Интересно, а как именно исполнится воля Птаага? Страйкер не зря говорит, что пути божьи неисповедимы, знал бы он, как затейливо Птааг в тот раз выполнил волю Мюллера… Страйкер-то, наверное, подумал бы, что Мюллер плохо сделал, что помолился, дескать, не молился бы, и не пришли бы кочевники в Роксфорд, они ведь только по слову Птаага пришли, своей цели у них не было, все тогда думали, что грядет война, а ничего не грянуло, только маленький набег, прискорбный пограничный инцидент, как вопил герольд, а если бы не Мюллер, то и вовсе ничего не случилось бы. Страйкер, небось, скажет, из-за тебя люди погибли, а сам-то, небось, еще пуще молился бы, окажись на месте Мюллера. Языком чесать каждый горазд, дескать, альтруизм, взаимопомощь, а как до дела доходит — добра хрен от кого дождешься. Так что пусть не разевают варежку.

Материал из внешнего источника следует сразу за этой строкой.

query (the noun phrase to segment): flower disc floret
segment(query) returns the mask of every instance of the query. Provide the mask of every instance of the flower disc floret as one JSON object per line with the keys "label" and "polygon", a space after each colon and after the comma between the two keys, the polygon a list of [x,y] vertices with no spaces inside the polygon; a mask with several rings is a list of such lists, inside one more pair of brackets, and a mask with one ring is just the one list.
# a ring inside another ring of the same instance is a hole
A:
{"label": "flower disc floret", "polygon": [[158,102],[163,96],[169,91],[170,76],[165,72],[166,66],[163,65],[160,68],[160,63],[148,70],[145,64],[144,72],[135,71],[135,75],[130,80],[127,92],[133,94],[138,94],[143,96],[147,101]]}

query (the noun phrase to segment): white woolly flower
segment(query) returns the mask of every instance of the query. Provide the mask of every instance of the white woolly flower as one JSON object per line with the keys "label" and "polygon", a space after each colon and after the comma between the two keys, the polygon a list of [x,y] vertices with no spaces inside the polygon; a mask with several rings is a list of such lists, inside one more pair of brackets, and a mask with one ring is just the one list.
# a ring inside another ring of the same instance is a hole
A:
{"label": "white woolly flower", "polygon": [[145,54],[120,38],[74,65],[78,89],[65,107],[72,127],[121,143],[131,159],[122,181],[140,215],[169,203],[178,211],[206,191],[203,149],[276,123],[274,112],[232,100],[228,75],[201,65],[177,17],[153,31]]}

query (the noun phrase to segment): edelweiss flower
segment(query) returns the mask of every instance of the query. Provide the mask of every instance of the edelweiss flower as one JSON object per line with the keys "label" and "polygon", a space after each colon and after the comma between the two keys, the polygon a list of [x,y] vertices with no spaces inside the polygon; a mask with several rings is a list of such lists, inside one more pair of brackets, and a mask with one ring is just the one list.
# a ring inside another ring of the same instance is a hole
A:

Хорошо бы Пепе бандиты убили. И не в обычной пьяной драке, а чтобы сначала пытали, а потом убили, и побольше огня, железа, кровищи, соплей всяких… Мюллер не жесток, зла никому не желает, но Пепе — случай особый, на него никакого зла не жалко.
Вспомнилась сказка про подземный город лис. Там тоже все началось с того, что лису обидели. А она отомстила! Не стерпела обиду, не сказала, дескать, пусть боги разбираются, не мое это дело, нет, сама отомстила, четко показала старику со старухой превосходство лисьего ума, а потом… А что было потом? Что сказка была в двадцати одной части — это он помнит, общую канву сюжета тоже помнит, а каждое конкретное приключение во всех подробностях — уже нет. А раньше все помнил и ничего не забывал, это он точно помнит! И как другие люди удивлялись, когда узнавали, что он ничего не забывает — это он тоже помнит. А теперь, выходит, память меняется, теряет уникальные свойства, становится, как у обычного человека, это, может, и хорошо в каком-то смысле, раньше он не верил, что станет обычным, а теперь, может, и станет, но, с другой стороны, не так уж это и хорошо…
Хорошо бы сочинить сказку, как Пепе настигает божья месть, а он, дурак, ничего не понимает, и дохнет, мразь, в говне и позоре, так и не поняв ничего глупой своей башкой. И чтобы потом не смел никто глумиться над Мюллером, чтобы не смеялись над его нелюдимостью, чтоб уважали и ценили. И чтоб мама раздобыла денег, чтобы переехать в приличный дом в приличном районе, дружить с нормальными детьми, а не с этой швалью…
Хлопнула входная дверь, затем хлопнула дверь комнаты. Послышалось частое и прерывистое дыхание с покряхтыванием, будто вошедший хочет что-то сказать, но не может, потому что запыхался. А потом вошедший перевел дыхание и произнес голосом мамы Ассоли:
— Мюллер, собирайся, пойдем, в городе чума.
2
За прошедший час город изменился до неузнаваемости. Стоило только зазвонить тревожным колоколам, да взвиться над маяком черному чумному флагу, как все сразу стало по-другому. Раньше люди на улицах были беззаботными и беспечными, редко у кого в глазах отражалась работа мысли либо молитвенное созерцание. А теперь все стали как обухом пришибленные, каждый второй к собственным внутренностям прислушивается, ищет признаки смертельной хвори, а каждый первый глаза вытаращил и взывает ко всем богам без разбора, обеты приносит, обещает черт-те что, через минуту уже сам не помнит, кому что наобещал, да и неважно это, потому что никто, кроме Мюллера, не ждет, что бог реально исполнит молитву. Люди молятся не для исполнения желаний, а чтобы стало не так страшно, молитва для души — как маковая настойка для тела, обезболивает.
Мюллер боялся, что Ассоль изругает его за грязную одежду и разбитую морду. Но она ничего не заметила, а когда Мюллер сам осторожно завел разговор, дескать, я на улице еще раз случайно упал, она только отмахнулась.
— Милый ребенок, — сказала она. — Какое значение это имеет теперь?
Мюллер задумался над вопросом и решил, что вопрос был риторический. Потом подумал еще немного и задал встречный вопрос:
— А что теперь имеет значение?
Он ожидал, что мама тоже задумается и либо ничего не ответит, либо ответит не сразу, но она ответила сразу и без усилий.
— Только посмертная судьба, — ответила Ассоль. — Ты ведь не хочешь переродиться в жабу?